El Monumento a los Extremeños Universales se yergue sobre su fuente en la avenida de Cristóbal Colón, en su cruce con la vía dedicada a Santiago Ramón y Cajal. Tras el conjunto se ubica la Iglesia de Santo Domingo y una de las entradas a las calles comerciales más añejas de la ciudad.

En la unión de las avenidas de Sinforiano Madroñero y José María  Alcaraz y Alenda, en pleno corazón de la barriada de Valdepasillas, se ubicó centrada en mencionada glorieta la fuente de La ciudad y el río como ornamentación de la expansión experimentada por parte de la ciudad de Badajoz en este flanco sur de la misma durante los años 90. Como resultado del crecimiento, la urbe seguía desarrollándose junto al río al que va a desembocar esta vía fundamental de la ciudad y que atraviesa a través del Puente Real, en una comunión entre metrópoli y Guadiana que quiso reflejar la obra monumental.

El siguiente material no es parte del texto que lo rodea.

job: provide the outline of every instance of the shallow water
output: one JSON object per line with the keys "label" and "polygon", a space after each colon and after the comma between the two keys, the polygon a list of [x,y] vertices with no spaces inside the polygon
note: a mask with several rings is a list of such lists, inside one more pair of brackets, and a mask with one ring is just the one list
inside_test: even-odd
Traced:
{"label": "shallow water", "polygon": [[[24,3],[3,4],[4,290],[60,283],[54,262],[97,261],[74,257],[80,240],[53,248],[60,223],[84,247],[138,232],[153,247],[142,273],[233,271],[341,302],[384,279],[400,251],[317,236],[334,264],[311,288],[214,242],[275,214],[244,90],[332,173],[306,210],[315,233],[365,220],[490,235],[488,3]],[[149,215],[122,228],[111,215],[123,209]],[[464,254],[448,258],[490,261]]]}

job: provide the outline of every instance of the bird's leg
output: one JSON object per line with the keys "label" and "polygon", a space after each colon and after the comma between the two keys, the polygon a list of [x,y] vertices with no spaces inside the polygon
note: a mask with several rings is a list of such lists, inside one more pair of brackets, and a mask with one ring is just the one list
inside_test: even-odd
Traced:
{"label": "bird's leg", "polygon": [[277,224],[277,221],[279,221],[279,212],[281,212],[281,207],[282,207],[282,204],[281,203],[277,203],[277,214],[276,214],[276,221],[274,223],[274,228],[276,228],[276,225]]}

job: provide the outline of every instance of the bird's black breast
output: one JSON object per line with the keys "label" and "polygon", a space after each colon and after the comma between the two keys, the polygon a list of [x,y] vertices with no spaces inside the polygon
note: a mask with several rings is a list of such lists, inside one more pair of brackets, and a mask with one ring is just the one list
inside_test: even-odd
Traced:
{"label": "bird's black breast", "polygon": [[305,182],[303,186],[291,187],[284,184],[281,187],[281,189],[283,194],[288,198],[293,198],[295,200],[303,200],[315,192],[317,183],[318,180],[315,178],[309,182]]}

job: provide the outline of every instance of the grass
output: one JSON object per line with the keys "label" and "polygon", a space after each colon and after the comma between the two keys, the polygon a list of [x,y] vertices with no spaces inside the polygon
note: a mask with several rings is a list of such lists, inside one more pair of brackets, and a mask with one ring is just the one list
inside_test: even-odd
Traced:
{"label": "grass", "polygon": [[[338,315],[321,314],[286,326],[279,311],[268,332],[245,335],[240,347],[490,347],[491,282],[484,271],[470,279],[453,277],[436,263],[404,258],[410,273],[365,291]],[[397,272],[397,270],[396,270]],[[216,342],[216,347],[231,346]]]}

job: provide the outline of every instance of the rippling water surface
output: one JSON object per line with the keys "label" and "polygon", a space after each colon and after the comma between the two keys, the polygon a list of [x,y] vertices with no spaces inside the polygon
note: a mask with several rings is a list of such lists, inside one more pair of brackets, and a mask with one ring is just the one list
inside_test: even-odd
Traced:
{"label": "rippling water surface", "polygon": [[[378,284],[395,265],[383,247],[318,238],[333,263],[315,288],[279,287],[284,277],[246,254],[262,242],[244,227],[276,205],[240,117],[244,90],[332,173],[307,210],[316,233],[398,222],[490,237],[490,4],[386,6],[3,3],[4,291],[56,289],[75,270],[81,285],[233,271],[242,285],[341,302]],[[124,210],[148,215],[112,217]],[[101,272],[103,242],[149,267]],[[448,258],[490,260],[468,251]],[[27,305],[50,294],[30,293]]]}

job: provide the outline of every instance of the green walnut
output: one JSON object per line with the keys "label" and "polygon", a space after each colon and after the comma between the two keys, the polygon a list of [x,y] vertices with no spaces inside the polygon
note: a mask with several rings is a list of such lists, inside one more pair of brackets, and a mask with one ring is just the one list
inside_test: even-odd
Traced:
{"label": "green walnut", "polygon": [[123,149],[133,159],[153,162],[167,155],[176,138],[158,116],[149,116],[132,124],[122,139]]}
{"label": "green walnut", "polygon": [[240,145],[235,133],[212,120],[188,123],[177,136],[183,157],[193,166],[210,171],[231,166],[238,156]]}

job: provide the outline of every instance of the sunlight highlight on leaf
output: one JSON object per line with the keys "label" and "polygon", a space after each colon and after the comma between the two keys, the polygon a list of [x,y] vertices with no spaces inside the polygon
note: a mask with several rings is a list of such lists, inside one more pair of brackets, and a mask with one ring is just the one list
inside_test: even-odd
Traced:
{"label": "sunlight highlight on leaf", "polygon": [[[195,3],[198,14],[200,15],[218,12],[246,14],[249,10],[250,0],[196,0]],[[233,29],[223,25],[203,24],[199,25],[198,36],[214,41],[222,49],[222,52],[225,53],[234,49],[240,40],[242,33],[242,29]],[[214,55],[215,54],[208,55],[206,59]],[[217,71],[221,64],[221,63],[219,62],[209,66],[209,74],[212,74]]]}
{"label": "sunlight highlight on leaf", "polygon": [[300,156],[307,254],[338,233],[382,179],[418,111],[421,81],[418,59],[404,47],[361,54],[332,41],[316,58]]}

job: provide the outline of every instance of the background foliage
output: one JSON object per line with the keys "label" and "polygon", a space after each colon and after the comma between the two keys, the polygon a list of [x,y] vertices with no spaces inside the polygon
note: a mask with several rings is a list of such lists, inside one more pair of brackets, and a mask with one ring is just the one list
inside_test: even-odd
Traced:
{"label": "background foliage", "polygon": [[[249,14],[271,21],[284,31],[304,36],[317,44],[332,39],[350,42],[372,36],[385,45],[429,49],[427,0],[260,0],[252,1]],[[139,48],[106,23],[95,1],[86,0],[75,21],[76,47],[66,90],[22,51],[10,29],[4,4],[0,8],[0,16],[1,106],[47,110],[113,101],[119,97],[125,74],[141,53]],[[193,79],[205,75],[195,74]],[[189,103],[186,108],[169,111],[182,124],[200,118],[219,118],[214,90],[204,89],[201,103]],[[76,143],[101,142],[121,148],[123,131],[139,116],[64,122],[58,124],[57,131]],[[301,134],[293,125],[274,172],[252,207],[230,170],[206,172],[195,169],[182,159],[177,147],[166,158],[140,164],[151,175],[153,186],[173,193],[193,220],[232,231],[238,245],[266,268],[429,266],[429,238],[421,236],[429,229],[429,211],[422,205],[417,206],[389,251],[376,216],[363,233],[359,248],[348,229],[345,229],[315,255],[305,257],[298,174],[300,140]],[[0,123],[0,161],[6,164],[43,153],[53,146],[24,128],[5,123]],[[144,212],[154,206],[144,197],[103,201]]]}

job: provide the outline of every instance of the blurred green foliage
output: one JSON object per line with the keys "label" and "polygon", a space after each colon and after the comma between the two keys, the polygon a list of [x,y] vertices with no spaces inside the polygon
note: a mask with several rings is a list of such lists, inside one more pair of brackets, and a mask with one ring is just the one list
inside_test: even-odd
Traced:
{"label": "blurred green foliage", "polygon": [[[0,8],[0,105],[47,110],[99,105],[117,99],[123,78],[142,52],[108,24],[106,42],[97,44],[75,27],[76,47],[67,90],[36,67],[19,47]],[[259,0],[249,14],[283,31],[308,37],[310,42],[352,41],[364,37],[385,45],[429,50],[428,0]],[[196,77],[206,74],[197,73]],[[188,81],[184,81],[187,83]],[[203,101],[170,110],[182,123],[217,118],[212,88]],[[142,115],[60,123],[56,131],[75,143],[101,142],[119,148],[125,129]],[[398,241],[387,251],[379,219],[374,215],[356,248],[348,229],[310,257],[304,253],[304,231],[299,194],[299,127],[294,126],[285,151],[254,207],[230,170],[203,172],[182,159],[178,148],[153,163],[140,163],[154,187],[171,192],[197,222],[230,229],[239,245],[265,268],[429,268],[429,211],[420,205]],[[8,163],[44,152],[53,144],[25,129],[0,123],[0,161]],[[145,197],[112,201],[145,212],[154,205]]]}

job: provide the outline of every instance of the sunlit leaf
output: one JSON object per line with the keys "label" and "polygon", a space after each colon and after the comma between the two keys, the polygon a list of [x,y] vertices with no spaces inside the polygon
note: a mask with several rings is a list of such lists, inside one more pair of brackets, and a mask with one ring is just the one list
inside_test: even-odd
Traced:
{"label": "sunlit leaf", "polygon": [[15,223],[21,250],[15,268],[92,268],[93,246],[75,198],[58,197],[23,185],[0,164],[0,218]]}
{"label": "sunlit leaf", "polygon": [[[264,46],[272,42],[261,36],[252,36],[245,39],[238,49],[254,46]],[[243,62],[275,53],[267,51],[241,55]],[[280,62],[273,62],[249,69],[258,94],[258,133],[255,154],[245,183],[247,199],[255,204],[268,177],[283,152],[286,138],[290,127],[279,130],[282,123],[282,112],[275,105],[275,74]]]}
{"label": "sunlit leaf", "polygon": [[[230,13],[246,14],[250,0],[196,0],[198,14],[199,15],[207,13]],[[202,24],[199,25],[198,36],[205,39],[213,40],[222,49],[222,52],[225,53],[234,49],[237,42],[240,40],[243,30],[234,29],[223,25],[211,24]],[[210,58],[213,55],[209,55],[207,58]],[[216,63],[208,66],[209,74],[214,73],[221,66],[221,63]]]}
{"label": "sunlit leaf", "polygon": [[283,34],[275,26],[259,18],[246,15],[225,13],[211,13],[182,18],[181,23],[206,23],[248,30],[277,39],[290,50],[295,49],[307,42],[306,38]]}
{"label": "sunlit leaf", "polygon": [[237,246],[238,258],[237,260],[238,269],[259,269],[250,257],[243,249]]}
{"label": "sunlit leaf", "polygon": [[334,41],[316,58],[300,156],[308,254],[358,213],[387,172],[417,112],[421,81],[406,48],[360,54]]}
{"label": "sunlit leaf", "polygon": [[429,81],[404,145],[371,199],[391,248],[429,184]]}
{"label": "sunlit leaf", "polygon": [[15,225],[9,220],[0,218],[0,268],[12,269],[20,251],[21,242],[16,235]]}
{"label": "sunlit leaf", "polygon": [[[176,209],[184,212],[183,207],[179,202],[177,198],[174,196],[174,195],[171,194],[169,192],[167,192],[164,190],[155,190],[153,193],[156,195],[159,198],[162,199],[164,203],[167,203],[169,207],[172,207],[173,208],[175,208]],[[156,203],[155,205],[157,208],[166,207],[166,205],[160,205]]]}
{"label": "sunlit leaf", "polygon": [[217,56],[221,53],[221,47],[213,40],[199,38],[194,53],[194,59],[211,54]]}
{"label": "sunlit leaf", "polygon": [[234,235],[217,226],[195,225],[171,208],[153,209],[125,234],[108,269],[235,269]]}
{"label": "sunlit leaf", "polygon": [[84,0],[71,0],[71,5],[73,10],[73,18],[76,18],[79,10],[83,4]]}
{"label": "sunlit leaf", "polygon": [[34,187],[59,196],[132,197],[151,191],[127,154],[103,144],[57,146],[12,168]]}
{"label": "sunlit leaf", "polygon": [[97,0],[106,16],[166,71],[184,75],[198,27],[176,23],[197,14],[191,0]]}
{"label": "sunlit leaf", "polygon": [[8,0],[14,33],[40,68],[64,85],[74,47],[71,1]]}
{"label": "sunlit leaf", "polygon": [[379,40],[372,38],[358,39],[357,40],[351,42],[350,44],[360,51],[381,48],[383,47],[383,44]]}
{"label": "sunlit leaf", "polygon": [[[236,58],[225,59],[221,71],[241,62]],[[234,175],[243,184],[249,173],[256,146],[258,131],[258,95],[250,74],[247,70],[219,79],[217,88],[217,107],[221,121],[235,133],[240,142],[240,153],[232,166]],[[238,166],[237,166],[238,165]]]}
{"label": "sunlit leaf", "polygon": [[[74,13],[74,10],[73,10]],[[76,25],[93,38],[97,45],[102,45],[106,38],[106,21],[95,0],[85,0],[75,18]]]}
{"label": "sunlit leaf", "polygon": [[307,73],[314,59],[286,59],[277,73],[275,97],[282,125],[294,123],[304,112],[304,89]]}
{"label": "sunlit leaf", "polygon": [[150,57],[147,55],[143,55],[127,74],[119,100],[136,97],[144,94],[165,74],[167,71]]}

El Monumento a los arqueólogos en las excavaciones emeritenses de la capital regional se ubicó inicialmente en el Parque de la Constitución, frente al edificio del Parador Nacional de Mérida y antiguo Convento de Jesús Nazareno. Años más tarde fue trasladada al lugar donde antaño se ubicara la puerta norte de la ciudad, glorieta convertida en el punto de unión hoy en día de algunas de las más las céntricas calles de la localidad, como son la de Santa Eulalia, de Cervantes, de José Ramón Mélida y la Rambla de la Mártir. El Monumento a los emeritenses caídos en las guerras de España, bautizado años después como La Piedad, centra la que fuese Glorieta de Juan de Ávalos, denominada actualmente de Miguel Ángel Blanco, enclavada junto a la Casa del Mitreo en las cercanías de la Plaza de Toros municipal, sobre el trazado de la Carretera Nacional 630 a su paso por la Mérida, hoy en día Avenida de la Reina Sofía.

El panteón familiar donde descansan los restos del escultor extremeño, así como los de algunos de sus familiares, coronado con la Piedad, puede visitarse en el Cementerio Municipal emeritense, levantado junto a la antigua carretera de Cáceres, actual avenida de la Vía de la Plata, en horario de 9 a 13 horas, o bien de 15 a 18 (en invierno), o de 17 a 20 (en verano). Las tumbas y panteones de este camposanto se prolongan a lo largo de calles bautizadas con el nombre de personajes religiosos y vinculados con la ciudad. La vía principal que parte de la puerta de entrada, conocida como de Santa Eulalia, será la que nos lleve al Panteón de los Ávalos, ubicado en el margen izquierdo de la misma.



Juan de Ávalos García-Taborda. 21 de octubre de 1.911, 06 de julio de 2.006. D.E.P.